ShinyHunters breach hits 100+ companies.
What happened
ShinyHunters exploited Salesforce Experience Cloud misconfigurations, impacting 100+ companies and highlighting identity control gaps.
Why it matters
The ShinyHunters group is actively exploiting misconfigured Salesforce Experience Cloud sites, gaining access through guest accounts with overly permissive settings. They are using a modified version of the AuraInspector tool to target the /s/sfsites/aura API endpoint, bypassing data query limitations to steal data. Salesforce emphasizes this is a customer configuration issue, not a platform vulnerability. ShinyHunters claims to have compromised between 300 and 400 organizations, including many in the cybersecurity sector. The group began targeting these misconfigurations in September 2025, scanning for the /s/sfsites/ endpoint. Stolen data often includes names and phone numbers, which can be used for follow-on social engineering and vishing campaigns. Salesforce advises customers to review guest user permissions, enforce least privilege, and restrict API access for unauthenticated users. They also recommend disabling self-registration if not required and monitoring Aura Event Monitoring logs for suspicious activity. Disabling public APIs is considered the highest-impact change. This is not the first time ShinyHunters has targeted Salesforce environments. They have previously used vishing to obtain Okta SSO credentials and exploited third-party integrations like Gainsight. The group has also been known to target other SaaS platforms and luxury brands.
Key numbers
- ShinyHunters exploited Salesforce Experience Cloud misconfigurations, impacting 100+ companies and highlighting identity control gaps.
- ShinyHunters claims to have compromised between 300 and 400 organizations, including many in the cybersecurity sector.
- The group began targeting these misconfigurations in September 2025, scanning for the /s/sfsites/ endpoint.
What happens next
- They are using a modified version of the AuraInspector tool to target the /s/sfsites/aura API endpoint, bypassing data query limitations to steal data.
- The group has also been known to target other SaaS platforms and luxury brands.
Sources
Quick answers
What happened in ShinyHunters breach hits 100+ companies.?
ShinyHunters exploited Salesforce Experience Cloud misconfigurations, impacting 100+ companies and highlighting identity control gaps.
Why does ShinyHunters breach hits 100+ companies. matter?

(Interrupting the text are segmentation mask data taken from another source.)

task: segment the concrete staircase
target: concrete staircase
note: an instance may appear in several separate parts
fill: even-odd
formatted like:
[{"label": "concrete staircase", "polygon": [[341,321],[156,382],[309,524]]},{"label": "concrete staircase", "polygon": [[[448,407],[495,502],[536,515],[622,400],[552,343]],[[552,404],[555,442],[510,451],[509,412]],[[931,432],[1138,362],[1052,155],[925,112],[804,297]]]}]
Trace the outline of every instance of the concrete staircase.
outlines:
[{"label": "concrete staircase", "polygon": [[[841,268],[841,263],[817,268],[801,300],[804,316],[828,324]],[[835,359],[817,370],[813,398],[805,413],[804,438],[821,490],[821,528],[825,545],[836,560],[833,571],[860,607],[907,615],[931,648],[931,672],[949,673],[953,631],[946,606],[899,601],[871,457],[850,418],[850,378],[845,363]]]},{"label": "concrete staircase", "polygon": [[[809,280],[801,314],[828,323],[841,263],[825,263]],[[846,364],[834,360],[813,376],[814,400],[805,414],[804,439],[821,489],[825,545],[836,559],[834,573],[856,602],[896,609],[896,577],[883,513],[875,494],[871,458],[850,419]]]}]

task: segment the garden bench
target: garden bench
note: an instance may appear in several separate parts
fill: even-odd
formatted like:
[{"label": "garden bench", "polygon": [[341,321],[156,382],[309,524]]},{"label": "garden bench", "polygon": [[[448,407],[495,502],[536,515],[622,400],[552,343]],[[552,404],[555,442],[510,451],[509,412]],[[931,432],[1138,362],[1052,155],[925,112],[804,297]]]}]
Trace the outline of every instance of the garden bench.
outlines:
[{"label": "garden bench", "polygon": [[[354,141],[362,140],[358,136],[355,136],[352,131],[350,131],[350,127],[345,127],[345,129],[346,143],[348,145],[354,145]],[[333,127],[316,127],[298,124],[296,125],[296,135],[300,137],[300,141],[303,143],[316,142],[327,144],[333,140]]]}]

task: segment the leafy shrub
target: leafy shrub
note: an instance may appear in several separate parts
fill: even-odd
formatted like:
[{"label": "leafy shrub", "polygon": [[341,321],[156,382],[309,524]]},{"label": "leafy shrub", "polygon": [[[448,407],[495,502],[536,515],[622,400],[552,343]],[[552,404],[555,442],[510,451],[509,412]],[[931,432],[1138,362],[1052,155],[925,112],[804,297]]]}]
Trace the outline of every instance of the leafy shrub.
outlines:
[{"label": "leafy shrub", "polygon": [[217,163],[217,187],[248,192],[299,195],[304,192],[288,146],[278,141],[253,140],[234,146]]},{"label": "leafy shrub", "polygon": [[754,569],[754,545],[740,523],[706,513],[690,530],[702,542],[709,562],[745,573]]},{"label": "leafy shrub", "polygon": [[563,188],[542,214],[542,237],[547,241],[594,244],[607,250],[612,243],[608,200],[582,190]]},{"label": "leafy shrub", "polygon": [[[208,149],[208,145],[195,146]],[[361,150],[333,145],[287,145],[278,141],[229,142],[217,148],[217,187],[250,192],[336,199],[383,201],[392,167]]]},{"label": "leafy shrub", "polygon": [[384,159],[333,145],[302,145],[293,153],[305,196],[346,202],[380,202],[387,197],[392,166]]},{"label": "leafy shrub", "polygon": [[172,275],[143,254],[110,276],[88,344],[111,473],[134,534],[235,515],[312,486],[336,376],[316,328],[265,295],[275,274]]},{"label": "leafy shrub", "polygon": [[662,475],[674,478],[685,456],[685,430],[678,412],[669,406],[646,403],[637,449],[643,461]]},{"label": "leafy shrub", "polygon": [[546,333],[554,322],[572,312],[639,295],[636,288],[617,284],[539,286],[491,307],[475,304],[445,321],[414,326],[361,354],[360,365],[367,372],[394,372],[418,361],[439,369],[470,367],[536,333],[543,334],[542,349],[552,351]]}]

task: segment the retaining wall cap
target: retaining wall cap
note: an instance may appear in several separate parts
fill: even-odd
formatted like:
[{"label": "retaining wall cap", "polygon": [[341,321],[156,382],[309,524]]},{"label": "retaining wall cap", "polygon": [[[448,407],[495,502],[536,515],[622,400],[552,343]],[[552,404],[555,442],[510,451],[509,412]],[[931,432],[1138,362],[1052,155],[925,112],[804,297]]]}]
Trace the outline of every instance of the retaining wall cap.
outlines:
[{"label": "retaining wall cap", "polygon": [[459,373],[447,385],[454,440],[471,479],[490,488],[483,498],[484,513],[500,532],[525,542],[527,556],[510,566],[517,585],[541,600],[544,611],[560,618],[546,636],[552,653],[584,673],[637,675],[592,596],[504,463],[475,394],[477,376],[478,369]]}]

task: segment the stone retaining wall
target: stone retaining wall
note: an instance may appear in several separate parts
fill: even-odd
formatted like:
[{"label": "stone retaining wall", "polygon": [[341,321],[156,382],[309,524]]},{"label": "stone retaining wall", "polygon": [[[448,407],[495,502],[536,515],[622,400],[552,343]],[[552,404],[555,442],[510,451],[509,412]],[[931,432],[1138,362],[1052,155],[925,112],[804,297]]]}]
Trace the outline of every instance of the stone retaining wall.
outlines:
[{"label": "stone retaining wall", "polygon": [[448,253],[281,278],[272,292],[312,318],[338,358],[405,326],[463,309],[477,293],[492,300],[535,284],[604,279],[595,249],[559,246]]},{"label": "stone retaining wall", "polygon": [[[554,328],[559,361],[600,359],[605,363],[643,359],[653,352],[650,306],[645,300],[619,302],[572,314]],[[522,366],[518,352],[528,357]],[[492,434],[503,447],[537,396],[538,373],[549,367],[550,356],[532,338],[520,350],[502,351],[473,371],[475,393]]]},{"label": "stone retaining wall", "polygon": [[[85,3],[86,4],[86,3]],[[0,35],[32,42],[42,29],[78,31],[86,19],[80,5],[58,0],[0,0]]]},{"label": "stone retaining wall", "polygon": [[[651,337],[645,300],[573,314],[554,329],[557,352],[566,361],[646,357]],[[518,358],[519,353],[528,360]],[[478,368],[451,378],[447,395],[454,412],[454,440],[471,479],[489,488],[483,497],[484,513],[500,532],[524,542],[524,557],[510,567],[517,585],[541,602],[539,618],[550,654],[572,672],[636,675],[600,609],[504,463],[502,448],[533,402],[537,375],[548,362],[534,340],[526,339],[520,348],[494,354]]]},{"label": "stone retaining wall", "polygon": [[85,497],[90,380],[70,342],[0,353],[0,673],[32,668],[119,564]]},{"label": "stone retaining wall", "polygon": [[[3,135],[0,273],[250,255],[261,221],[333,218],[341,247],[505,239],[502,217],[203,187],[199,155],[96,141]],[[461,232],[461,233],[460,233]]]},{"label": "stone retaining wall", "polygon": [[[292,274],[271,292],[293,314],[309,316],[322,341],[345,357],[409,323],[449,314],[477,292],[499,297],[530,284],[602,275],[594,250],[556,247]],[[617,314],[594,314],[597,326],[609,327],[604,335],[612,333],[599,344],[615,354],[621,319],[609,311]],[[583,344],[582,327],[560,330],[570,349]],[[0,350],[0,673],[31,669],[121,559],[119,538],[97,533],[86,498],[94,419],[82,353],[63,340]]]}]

The ShinyHunters group is actively exploiting misconfigured Salesforce Experience Cloud sites, gaining access through guest accounts with overly permissive settings. They are using a modified version of the AuraInspector tool to target the /s/sfsites/aura API endpoint, bypassing data query limitations to steal data. Salesforce emphasizes this is a customer configuration issue, not a platform vulnerability. ShinyHunters claims to have compromised between 300 and 400 organizations, including many in the cybersecurity sector. The group began targeting these misconfigurations in September 2025, scanning for the /s/sfsites/ endpoint. Stolen data often includes names and phone numbers, which can be used for follow-on social engineering and vishing campaigns. Salesforce advises customers to review guest user permissions, enforce least privilege, and restrict API access for unauthenticated users. They also recommend disabling self-registration if not required and monitoring Aura Event Monitoring logs for suspicious activity. Disabling public APIs is considered the highest-impact change. This is not the first time ShinyHunters has targeted Salesforce environments. They have previously used vishing to obtain Okta SSO credentials and exploited third-party integrations like Gainsight. The group has also been known to target other SaaS platforms and luxury brands.